Fiat Chrysler Automobiles has proposed a €32.6 billion (£28.3bn) all-share merger with Renault to forge a new alliance that could save the Italian carmaker “in excess of €5 billion”.
Following the announcement of the proposal yesterday (May 27), shares in Renault, which began Monday with a market value of almost €15 billion, surged 13.8% in early Paris trading as shares in FCA started the day worth less than €18bn, climbed 10.6%.
If the merger goes ahead, the move could hel0p both brands towards efficiencies which would realise significant cost savings as they attempt to navigate the path towards a growth in electric vehicles and autonomous cars.
Following a meeting of Renault’s board yesterday morning, a statement issued by the French manufacturer said it would “study with interest the opportunity of such a business combination”, calling it a “friendly proposal”.

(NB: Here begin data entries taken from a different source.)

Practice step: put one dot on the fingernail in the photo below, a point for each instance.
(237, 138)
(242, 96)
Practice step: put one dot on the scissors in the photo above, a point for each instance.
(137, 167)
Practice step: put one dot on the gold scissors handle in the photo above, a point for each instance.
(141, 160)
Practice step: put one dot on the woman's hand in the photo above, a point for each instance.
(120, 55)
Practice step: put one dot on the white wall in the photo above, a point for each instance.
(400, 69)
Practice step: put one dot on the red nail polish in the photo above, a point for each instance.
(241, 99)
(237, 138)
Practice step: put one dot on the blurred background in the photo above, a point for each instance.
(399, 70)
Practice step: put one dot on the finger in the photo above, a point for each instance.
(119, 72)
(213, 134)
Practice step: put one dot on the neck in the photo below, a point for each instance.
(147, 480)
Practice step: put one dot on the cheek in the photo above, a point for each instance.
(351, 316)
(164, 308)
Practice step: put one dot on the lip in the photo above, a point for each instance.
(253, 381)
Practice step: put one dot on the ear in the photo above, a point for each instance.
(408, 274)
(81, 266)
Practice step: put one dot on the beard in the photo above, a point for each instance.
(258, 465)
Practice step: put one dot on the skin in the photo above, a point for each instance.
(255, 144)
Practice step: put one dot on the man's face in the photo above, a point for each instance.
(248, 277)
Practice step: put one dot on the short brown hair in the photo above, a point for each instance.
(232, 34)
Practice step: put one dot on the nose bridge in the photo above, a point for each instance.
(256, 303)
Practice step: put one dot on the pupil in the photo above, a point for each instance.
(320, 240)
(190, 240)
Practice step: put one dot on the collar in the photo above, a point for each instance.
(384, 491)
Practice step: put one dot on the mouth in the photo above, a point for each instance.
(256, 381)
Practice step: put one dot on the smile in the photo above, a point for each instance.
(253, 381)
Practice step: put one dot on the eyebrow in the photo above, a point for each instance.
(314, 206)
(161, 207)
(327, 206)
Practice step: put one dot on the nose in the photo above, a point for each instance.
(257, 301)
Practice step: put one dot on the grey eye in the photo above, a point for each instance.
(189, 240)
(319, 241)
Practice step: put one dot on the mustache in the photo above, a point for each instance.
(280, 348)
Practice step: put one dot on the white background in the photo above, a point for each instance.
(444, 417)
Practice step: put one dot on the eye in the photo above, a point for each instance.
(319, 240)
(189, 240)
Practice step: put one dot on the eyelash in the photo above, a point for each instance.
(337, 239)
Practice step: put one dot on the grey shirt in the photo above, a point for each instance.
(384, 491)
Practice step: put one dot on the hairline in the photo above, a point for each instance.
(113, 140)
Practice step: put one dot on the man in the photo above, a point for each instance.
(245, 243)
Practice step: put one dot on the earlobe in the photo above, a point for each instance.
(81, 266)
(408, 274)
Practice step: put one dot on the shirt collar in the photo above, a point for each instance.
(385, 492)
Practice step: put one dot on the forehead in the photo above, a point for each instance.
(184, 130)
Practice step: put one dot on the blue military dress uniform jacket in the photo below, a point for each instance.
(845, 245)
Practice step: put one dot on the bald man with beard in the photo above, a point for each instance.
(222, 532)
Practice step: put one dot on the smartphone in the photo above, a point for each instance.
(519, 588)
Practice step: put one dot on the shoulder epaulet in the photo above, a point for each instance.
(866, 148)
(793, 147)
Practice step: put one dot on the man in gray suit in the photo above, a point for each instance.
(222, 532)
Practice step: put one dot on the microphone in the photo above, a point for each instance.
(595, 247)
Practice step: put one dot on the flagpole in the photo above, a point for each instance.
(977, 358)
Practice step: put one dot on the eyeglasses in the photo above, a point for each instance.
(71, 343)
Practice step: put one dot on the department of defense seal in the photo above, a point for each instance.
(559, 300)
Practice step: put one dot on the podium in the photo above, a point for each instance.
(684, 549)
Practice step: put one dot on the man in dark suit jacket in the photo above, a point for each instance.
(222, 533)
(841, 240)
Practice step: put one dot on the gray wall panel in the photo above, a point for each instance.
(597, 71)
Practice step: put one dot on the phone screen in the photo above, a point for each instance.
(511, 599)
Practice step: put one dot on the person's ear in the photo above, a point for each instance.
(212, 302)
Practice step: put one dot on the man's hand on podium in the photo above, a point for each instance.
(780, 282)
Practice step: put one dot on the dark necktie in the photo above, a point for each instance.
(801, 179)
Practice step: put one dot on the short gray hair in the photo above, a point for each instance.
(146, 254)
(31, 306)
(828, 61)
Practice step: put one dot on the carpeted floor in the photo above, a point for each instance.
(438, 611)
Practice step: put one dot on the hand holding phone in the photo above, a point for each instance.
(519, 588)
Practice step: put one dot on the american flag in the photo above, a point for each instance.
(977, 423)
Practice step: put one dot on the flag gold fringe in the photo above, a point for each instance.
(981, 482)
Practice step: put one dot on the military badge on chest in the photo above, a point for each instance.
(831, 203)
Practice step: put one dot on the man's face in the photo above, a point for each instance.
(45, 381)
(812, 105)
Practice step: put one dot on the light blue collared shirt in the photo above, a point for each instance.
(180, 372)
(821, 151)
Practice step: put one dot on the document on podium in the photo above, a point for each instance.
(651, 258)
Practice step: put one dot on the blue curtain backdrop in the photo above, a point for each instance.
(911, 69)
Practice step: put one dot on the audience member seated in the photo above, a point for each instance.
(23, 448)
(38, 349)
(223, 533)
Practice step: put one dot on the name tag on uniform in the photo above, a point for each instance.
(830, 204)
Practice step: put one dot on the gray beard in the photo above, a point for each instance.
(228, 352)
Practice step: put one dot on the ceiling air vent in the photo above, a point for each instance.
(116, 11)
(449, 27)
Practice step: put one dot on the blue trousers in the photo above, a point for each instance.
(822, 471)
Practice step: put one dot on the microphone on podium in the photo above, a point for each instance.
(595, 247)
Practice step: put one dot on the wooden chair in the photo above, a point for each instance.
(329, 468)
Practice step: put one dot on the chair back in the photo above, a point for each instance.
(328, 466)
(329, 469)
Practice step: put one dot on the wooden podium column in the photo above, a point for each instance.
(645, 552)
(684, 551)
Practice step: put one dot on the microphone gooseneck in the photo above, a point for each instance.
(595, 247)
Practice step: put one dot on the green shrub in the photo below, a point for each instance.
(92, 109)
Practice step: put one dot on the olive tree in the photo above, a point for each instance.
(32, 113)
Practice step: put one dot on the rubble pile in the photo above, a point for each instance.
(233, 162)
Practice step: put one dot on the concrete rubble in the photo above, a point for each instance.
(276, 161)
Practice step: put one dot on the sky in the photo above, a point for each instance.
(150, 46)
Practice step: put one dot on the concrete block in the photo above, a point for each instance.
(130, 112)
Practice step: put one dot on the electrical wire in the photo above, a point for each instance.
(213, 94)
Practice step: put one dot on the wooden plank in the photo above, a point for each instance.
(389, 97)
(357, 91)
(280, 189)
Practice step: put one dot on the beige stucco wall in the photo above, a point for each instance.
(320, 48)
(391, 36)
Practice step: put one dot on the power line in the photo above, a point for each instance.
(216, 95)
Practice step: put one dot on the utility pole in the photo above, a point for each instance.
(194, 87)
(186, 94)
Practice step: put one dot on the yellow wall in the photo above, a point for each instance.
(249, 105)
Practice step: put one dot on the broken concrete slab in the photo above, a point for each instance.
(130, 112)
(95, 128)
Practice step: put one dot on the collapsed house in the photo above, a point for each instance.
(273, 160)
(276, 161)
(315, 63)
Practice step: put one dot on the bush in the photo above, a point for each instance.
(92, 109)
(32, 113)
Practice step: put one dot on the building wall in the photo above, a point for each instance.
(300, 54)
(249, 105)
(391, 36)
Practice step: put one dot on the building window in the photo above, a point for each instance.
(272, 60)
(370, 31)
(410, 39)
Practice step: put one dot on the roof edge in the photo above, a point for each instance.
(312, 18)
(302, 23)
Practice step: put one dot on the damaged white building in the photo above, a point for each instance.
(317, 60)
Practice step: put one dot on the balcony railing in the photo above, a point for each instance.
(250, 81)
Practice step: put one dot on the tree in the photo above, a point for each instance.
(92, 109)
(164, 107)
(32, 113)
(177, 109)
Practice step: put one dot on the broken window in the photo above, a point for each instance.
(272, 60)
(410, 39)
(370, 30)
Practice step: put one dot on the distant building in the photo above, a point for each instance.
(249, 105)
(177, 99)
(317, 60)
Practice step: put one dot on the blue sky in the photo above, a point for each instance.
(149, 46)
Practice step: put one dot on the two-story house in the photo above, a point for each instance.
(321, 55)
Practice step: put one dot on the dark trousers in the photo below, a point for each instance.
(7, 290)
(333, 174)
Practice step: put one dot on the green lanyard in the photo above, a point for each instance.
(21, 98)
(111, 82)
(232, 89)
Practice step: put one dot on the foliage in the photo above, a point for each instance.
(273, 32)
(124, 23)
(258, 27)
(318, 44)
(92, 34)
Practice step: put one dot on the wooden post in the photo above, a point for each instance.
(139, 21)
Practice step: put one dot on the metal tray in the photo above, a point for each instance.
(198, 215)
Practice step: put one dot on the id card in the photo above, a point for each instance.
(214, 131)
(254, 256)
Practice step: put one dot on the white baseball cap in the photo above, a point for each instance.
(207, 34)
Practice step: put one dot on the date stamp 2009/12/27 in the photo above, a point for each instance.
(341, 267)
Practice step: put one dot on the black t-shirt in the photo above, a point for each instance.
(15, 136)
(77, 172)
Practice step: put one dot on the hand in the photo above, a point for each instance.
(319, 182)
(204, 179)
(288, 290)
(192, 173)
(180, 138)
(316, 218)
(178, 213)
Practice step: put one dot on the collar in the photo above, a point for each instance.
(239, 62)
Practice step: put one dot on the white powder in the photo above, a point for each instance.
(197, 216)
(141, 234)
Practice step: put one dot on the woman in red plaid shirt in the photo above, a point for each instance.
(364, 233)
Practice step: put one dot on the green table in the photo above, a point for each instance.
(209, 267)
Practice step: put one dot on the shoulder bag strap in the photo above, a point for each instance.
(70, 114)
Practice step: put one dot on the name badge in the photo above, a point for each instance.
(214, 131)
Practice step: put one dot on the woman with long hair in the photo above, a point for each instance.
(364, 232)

Renault will aim to make an initial decision as soon as possible, potentially by next week, according to the Financial Times.
The combination of Renault and the FCA Group would produce a vehicle manufacturing giant which currently produces 8.7 million vehicles a year that would immediately be installed as the world’s third largest carmaker behind the Volkswagen Group and Toyota.
The FCA Group estimates €1bn in annual synergies for Renault’s alliance partners Nissan and Mitsubishi from the combination.
It denied that plant closures would result frokm the proposed union but added that savings would be achieved rather “through more capital efficient investment in common global vehicle platforms, architectures, powertrains and technologies”.
John Elkann, chairman of FCA, said on Monday that Italy would “reap the benefits if this deal goes ahead”.